Affected cytochrome P450 isoenzymes: none


-Route-Specific Pharmacokinetics
Intravenous Route
Studies have shown that after IV administration of cefazolin to normal adult volunteers, mean serum concentrations peaked at 185 mcg/mL and were approximately 4 mcg/mL at 8 hours after a 1 g dose. After a single 2 g dose, the mean Tmax was 0.25 hours and mean Cmax was 280.9 mcg/mL. In a study of constant IV infusion of 3.5 mg/kg for 1 hour and 1.5 mg/kg for the next 2 hours in healthy volunteers, serum concentrations at the third hour were approximately 28 mcg/mL. Studies in hospitalized patients with infections indicate that cefazolin mean peak serum concentrations were approximately equivalent to those seen in healthy volunteers. When given as a slow IV push over 2 to 3 minutes, peak concentrations are achieved approximately 15 minutes after administration.

Intramuscular Route
Peak serum concentrations of cefazolin occur within 1 hour after an intramuscular (IM) dose. After IM administration of cefazolin to normal adult volunteers, the mean serum concentrations were 37 mcg/mL at 1 hour after a 500 mg dose, and 64 mcg/mL at 1 hour after a 1 g dose.


-Special Populations
Pediatrics
Neonates
Protein binding in neonatal patients is highly variable; a study in neonates 2 to 28 days found the unbound fraction to be 0.22 to 0.83. The half-life of cefazolin in neonates is approximately 3 to 5 hours.

Infants and Children
A simulation based on pharmacokinetic data from healthy adults (n = 24) and pediatric patients aged 10 to 17 years (n = 26) and 10 to 12 years (n = 12) indicates that the administration of cefazolin 1 g for pediatric patients weighing less than 50 kg and 2 g for those weighing 50 kg or more will provide comparable exposures between pediatric patients aged 10 to 17 years and healthy adults receiving cefazolin 2 g. In a pharmacokinetic study of infants and children (n = 9; 0.8 to 10 years) undergoing gastrointestinal surgery, mean clearance and elimination half-life values after a single IV cefazolin dose (15 to 26 mg/kg) were 1.4 mL/kg/minute and 1.7 hours, respectively.

Renal Impairment
Cefazolin is moderately dialyzable with 20% to 50% of the dose removed by dialysis. Data are unavailable in pediatric patients with renal impairment; however, in a pharmacokinetic study (n = 17) in adults with different degrees of renal function, elimination half-life of cefazolin was prolonged to approximately 10 hours in patients with a CrCl of 20 mL/minute and ranged from 15 to 45 hours in patients with a CrCl less than 5 mL/minute.
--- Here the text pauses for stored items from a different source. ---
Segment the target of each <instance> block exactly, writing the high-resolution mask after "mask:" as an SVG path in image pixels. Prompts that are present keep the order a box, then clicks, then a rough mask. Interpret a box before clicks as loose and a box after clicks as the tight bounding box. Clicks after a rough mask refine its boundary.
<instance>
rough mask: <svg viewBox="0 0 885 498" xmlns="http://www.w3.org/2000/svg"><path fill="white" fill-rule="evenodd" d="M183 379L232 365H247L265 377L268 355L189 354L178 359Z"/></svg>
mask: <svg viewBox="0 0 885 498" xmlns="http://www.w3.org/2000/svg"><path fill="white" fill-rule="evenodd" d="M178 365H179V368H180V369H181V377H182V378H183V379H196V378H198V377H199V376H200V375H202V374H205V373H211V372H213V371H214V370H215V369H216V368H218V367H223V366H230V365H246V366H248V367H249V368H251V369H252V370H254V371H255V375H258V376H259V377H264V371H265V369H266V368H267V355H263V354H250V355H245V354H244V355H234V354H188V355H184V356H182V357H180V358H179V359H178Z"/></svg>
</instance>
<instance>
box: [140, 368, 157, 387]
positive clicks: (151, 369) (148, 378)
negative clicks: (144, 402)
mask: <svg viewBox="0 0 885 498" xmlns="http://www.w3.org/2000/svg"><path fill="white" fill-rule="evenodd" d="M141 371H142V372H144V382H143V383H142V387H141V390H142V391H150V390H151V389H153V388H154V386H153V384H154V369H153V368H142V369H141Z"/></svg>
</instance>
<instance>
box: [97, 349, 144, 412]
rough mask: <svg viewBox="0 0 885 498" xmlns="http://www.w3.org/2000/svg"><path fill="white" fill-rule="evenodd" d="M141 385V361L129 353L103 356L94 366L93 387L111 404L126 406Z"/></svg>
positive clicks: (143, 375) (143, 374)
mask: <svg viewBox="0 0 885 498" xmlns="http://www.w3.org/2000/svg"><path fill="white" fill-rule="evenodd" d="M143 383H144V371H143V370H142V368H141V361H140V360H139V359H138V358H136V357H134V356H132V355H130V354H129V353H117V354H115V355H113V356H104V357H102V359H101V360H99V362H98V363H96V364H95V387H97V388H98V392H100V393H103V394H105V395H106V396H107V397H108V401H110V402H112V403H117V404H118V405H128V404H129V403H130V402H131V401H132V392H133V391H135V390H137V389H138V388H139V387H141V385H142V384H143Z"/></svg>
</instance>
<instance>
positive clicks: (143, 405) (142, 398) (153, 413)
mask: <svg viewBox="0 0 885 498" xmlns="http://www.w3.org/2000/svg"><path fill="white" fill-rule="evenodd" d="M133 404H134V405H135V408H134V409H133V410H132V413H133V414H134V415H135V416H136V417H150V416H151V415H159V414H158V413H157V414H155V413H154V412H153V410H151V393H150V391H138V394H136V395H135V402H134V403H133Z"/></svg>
In patients undergoing peritoneal dialysis (2 L/hour), cefazolin produced mean serum concentrations of approximately 10 and 30 mcg/mL after 24 hours intraperitoneal instillation of a dialyzing solution containing 50 mg/L and 150 mg/L, respectively. Mean peak concentrations were 29 mcg/mL (range 13 to 44 mcg/mL) with 50 mg/L (n = 3), and 72 mcg/mL (range 26 to 142 mcg/mL) with 150 mg/L (n = 6). Intraperitoneal administration is usually well tolerated.